Missing values were imputed using Predictive Mean Matching (PMM) in the ‘mice’ package [47]. PMM was chosen as it produces the least biased estimates and better model performance measures compared to other methods [48]. PMM involves calculating missing values by drawing real values from the data. Item-level data were imputed individually and the total score of each of the scales was imputed in a deterministic way [49]. Pre-intervention data were imputed separately from post-intervention data to reduce the number of predictors [49]. Because the proportion of item-level missing data was low, 1 imputation with 10 iterations was used.

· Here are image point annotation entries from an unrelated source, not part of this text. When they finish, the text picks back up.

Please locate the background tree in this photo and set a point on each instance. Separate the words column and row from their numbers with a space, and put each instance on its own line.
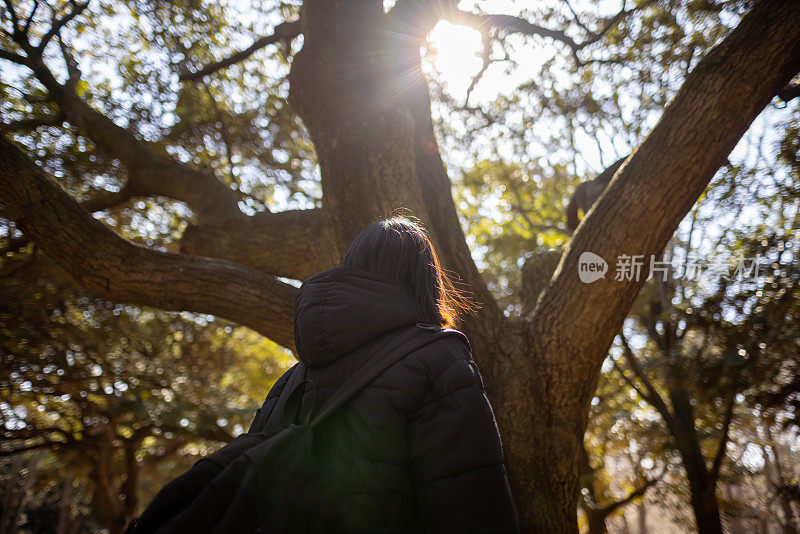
column 356, row 82
column 123, row 398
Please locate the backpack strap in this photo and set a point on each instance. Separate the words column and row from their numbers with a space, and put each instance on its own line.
column 401, row 344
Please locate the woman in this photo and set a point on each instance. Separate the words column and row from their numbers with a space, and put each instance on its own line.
column 417, row 450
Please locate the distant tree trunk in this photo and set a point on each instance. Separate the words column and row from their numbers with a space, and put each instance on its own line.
column 702, row 483
column 774, row 469
column 65, row 507
column 737, row 525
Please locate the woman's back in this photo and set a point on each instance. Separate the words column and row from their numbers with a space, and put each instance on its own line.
column 416, row 450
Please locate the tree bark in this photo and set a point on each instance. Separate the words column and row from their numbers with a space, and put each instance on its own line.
column 288, row 243
column 574, row 323
column 114, row 268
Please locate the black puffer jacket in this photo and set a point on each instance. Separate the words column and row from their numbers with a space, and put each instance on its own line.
column 417, row 450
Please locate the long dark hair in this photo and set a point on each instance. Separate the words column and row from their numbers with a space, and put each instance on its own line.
column 399, row 248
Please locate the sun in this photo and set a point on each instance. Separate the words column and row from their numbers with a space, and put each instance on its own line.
column 454, row 52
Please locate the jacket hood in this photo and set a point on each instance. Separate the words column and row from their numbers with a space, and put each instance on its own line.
column 338, row 310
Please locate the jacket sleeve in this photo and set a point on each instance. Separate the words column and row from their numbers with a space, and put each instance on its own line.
column 456, row 457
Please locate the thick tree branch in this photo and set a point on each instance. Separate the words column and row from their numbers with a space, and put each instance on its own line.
column 506, row 24
column 149, row 173
column 293, row 243
column 284, row 32
column 658, row 184
column 114, row 268
column 59, row 23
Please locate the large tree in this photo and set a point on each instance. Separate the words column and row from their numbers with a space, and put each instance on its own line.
column 358, row 87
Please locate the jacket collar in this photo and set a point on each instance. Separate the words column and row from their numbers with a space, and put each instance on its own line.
column 339, row 310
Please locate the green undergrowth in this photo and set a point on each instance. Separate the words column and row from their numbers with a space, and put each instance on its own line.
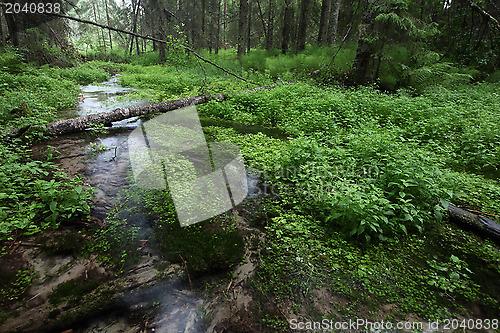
column 210, row 246
column 32, row 95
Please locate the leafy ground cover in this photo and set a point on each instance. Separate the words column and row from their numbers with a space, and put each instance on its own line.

Sensitivity analyses were performed using complete cases (n = 133) to examine differences between imputed and complete data.
Pre- and post- intervention comparisons
Paired sample t-tests were performed to examine mean differences between pre- and post- intervention using the ‘stats’ package [46].
Network estimation
To explore interrelations among symptoms before and after treatment, pre- and post- intervention networks were estimated using the ‘bootnet’ package [50]. Networks are graphical models composed of nodes and edges. Nodes represent symptoms, whilst edges represent cross-sectional associations between the symptoms. Gaussian graphical models (GGM), (i.e., networks representing partial correlations between two variables after accounting for the effects of all other variables in the network) [51, 52] were generated using the graphical least absolute shrinkage and selection operator (GLASSO) method with the extended Bayesian information criterion (EBIC). The GLASSO regularisation procedure was used to minimise the likelihood of false positive associations to control for spurious relationships. The EBIC uses a hyperparameter (γ) that determines how much the EBIC will prefer simpler models. A value of 0 suggests a liberal model with many edges, potentially spurious ones, whereas a value of 0.5 suggests a more conservative model with fewer (and likely missing) edges [53]. A γ value of 0.25 was used in this case to balance the detection rate, ensuring that the models are neither too simple nor too complex.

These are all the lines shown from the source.